Penelope had requested getting together at Reese's house. At the idea of seeing Reese's private lair, Merina felt fifty shades of nervous. Who knew what lurked behind his gargantuan mostly-unused Lake Shore Drive home? When she received the address via e-mail from Bobbie, Merina Googled it. The aerial view alone was drool-worthy. There was a pool out back. Fountains out front. Three manicured acres surrounded the building. The fifteen-thousand-square-foot house was sold to Reese nine years ago. She'd tried digging up a few pictures of the interior but only found one of the foyer and double staircase sweeping up each side and a small half bath in who knew what part of the house.

"Your father told me not to ask at the risk of being nosy, but…I have to," Jolie said.
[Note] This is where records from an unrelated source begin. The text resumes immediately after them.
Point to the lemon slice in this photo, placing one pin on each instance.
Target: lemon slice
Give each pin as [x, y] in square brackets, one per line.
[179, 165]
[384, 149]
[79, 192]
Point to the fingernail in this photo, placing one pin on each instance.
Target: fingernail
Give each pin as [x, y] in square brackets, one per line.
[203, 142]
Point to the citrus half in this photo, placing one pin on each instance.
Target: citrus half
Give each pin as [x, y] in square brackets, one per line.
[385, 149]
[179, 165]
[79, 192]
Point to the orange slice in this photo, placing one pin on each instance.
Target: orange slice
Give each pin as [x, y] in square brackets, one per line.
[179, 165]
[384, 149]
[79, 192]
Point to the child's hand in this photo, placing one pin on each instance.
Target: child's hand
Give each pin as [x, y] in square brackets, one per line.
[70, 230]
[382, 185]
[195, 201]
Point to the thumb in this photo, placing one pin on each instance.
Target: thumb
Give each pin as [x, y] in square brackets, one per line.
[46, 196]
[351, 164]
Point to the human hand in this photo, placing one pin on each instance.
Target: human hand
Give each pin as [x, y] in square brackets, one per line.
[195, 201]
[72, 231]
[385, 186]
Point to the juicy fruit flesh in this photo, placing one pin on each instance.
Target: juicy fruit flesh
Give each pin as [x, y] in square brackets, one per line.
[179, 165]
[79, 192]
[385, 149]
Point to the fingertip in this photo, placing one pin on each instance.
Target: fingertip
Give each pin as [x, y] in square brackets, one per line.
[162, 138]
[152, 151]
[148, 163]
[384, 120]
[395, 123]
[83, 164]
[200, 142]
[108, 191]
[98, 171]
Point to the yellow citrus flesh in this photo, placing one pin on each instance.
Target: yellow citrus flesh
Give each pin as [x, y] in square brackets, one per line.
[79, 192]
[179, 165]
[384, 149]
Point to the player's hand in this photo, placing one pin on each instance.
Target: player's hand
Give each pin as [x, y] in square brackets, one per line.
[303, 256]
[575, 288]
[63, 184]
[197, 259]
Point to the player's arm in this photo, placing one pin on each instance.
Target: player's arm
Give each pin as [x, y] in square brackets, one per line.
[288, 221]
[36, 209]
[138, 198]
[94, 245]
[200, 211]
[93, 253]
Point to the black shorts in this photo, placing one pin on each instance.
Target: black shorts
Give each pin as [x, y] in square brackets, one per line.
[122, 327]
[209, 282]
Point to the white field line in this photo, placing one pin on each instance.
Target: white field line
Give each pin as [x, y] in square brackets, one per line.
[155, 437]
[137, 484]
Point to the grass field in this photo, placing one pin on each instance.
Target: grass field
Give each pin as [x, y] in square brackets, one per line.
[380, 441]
Slowly, Merina lowered her mug.

"Why in heaven's name are you dating the man who only a few days ago you called a 'corporate tyrant'? I mean, don't get me wrong, I have eyes and I can see he's terribly attractive." Her mother's lips pursed. "The whole family is. Those three boys got the best of their mother and Big Crane."

She wasn't wrong. Merina had met Tag once before. He was the youngest brother and despite not having an affinity for long hair, she'd been completely taken by his charm and easy smile. Fun-loving Tag was more her style, but she'd received a proposal from the brother who was dark and closed off and irritating.

Until Reese was kissing her. Then he was none of those things. He was delicious and warm and tasted like spice cake. Or maybe that was the scotch.

"We just…hit it off," Merina said, lifting her mug so she wouldn't have to say more.

"Are you seeing more of him?" Her mother's eyebrows crawled up her forehead.

At the mention of "more," she again imagined loosening his tie. Why she was so focused on that one article of clothing, she had no idea. Maybe because she'd never seen him without one.

Merina cleared her throat. "I'm seeing him tonight, actually."

"Tonight." Her mother sighed. "Mer, you do know what you're doing, don't you?"

"Of course." She was marrying a billionaire to gain possession of her family's hotel.

"I worry, sweetheart." Her mother's brow creased further. "Since Corbin—"

"Mom." Merina shook her head. She didn't want to talk about Corbin. Like, ever. It was an embarrassing smudge on an otherwise perfect record. A time when she was blinded by love, or what she thought was love, when the writing was so clearly written on the wall even a blind man could have spotted it.